The American Dream 
May 20, 2011
What kind of place is America in 2011? Sadly, it is one giant sea of conformity. If you traveled across the United States 40 or 50 years ago, you would encounter a vast array of cultures and you would meet a wonderful mix of people. But today America is slowly but surely becoming standardized. It seems like wherever you go you will find a Wal-Mart and a McDonald’s. Thanks to Hollywood and the mass media, people all over the country dress the same and look the same and talk the same. Sure there are various subcultures out there, but even many of those subcultures are virtually the same on one coast as they are on the other. The things that gave flavor to our local communities are dying off in favor of greater conformity and greater profit. Today, most retail stores and most restaurants are corporate owned. Most small businesses that attempt to go up against the Wal-Marts, the Targets, the Burger Kings or the Home Depots of the world have already been stomped out of existence or are in the process of being stomped out of existence. Eventually, if we are not careful, corporate conformity is going to dominate everything from the Atlantic to the Pacific. Some may view this as “progress”, but is this really what the American Dream is supposed to be all about? Is this really the “America” that we want to pass down to future generations?

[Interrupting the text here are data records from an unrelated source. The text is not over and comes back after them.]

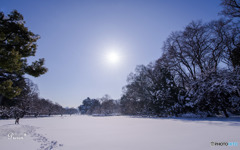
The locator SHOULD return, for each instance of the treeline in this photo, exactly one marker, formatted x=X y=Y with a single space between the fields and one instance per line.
x=28 y=103
x=102 y=106
x=198 y=73
x=18 y=95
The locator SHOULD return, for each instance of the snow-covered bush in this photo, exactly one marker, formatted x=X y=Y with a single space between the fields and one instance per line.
x=216 y=93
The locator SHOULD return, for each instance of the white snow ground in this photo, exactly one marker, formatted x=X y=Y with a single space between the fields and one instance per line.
x=117 y=133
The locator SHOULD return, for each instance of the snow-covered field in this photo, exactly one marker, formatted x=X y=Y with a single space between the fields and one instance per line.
x=117 y=133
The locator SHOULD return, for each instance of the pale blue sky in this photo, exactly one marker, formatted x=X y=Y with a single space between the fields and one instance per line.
x=76 y=35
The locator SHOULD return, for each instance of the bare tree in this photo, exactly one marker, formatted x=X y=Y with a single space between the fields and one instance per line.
x=231 y=8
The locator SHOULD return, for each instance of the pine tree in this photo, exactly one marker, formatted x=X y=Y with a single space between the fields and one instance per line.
x=17 y=43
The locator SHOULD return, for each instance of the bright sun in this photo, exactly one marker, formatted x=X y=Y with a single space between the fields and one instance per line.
x=113 y=57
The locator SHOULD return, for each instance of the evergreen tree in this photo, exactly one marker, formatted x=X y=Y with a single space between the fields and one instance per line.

Our society has become so homogenized that we don’t really question it anymore. We all watch American Idol, we all buy the same boring looking cars we see advertised on television and we all buy the same mass-produced corporate products down at Costco.

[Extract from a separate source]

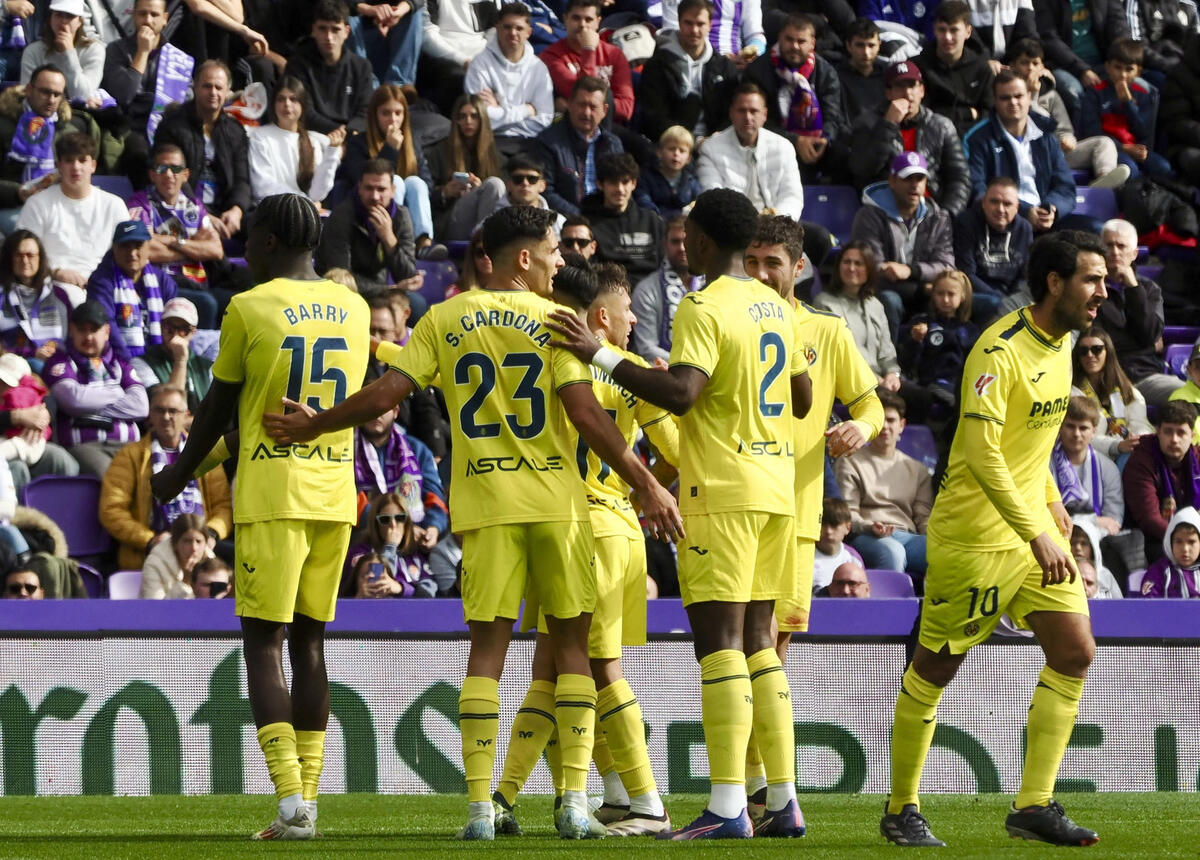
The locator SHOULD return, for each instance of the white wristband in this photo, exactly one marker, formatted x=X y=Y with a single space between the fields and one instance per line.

For many Americans, doing something “exotic” means going out to Applebee’s on Friday night.
If you are under 40 years of age and you have never been out of the country you should really make it a point to do that. Today there are millions upon millions of young Americans that have no idea what “another culture” even looks like. All they know is how America does things and they have been taught that the American way of doing things is always the best.

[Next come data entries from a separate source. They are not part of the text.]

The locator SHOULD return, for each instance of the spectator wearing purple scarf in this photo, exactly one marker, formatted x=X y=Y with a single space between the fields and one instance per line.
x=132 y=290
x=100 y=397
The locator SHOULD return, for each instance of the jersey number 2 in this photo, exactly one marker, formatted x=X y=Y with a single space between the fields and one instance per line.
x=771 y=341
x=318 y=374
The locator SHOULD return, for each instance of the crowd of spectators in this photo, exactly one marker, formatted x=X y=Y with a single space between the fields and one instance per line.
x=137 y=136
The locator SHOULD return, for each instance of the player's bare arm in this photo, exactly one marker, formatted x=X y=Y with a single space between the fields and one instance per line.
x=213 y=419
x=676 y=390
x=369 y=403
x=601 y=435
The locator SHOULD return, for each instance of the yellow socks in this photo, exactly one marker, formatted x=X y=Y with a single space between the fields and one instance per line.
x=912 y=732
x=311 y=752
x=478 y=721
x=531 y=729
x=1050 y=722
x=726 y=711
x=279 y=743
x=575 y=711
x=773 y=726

Sadly, sometimes we think our way is so superior that it should be forced upon the rest of the world.
When this nation was founded, our founding fathers were extremely suspicious of large concentrations of power. Corporations did not dominate early America. Instead, millions of individuals and small businesses worked together to make this country great. Back in those days a “family store” could be started without fear that a corporate giant like Wal-Mart would come waltzing in to crush it.
When Wal-Marts started to spread across the United States, almost everyone loved them. The prices were lower, the selection was much greater and Wal-Mart brought jobs to the community.
When I would visit family or friends they would always excitedly talk about the new Wal-Mart that was going up somewhere nearby. They saw Wal-Mart as a sign of progress and something that would make their lives better.
Unfortunately, we now know that all of that corporate conformity comes at a very high price.
When Wal-Mart moves into a community, often dozens of local businesses can’t compete and are forced to close.
Wal-Mart does bring jobs, but they are really crappy jobs. A very, very small percentage of Wal-Mart jobs will even come close to enabling someone to support a family.
But Wal-Mart is making a ton of money. So where does all of that money go?
It goes out of the local community and into the pockets of the Wal-Mart shareholders.
Wal-Mart is like a giant vacuum cleaner. It sucks the wealth out of our local communities and it transfers it into the hands of the very wealthy.
But don’t all of the products sold at Wal-Mart support American businesses and American jobs?
Just go into a Wal-Mart some time and start picking up products. You will notice that the vast majority of them are made outside of the United States.
Americans love to buy stuff made in China. And the big corporations love that because they are more than happy to pay slave labor wages to workers in places like China and India.
But I don’t want to just pick on Wal-Mart. The vast majority of our retail establishments are now owned by huge corporations. They all crush small businesses and they all suck wealth out of our local communities.
Most of us have enjoyed the “low, low prices” that the mega-corporations have brought in, but as inflation has gone up faster than our wages, large numbers of Americans have had to go into debt in order to enjoy all of these cheap products.
Today, what the average American family owes is equivalent to 136% of what an average American family makes each year.
We have a national addiction to debt. To the corporations and the banks we are viewed as “consumers” and the goal is to drain as much money out of us as possible. They want us to be completely dependent on them so that we will be snared in the trap of “consumerism” forever.
The fact that corporations have become so dominant in our society is a huge reason why wealth has become so concentrated at the top. Today, the bottom 50 percent of all Americans own just 2.5% of the wealth. In a true capitalist society this would not happen because individuals and small businesses would be able to compete fairly in the marketplace and would be thriving.
But unfortunately, our system greatly favors giant corporations today. In fact, what we have in our country today is much more aptly called “corporatism” rather than “capitalism”. The vast majority of Americans work for either a giant corporation or for the government. We even teach our children that they should go to college and study hard so that they can “get a job” rather than telling them that they should endeavor to “start a business” someday.
If nothing changes, wealth and power will continue to become even more concentrated in the hands of the few. Meanwhile, America will just continue to become a giant sea of corporate conformity and a very boring place.
“America 2011″ is not nearly as interesting as America was 50 years ago. We are becoming defined by our greedy corporate overlords. We just blindly conform and we let others do our thinking for us.
If our founding fathers could see us today, they would be absolutely horrified.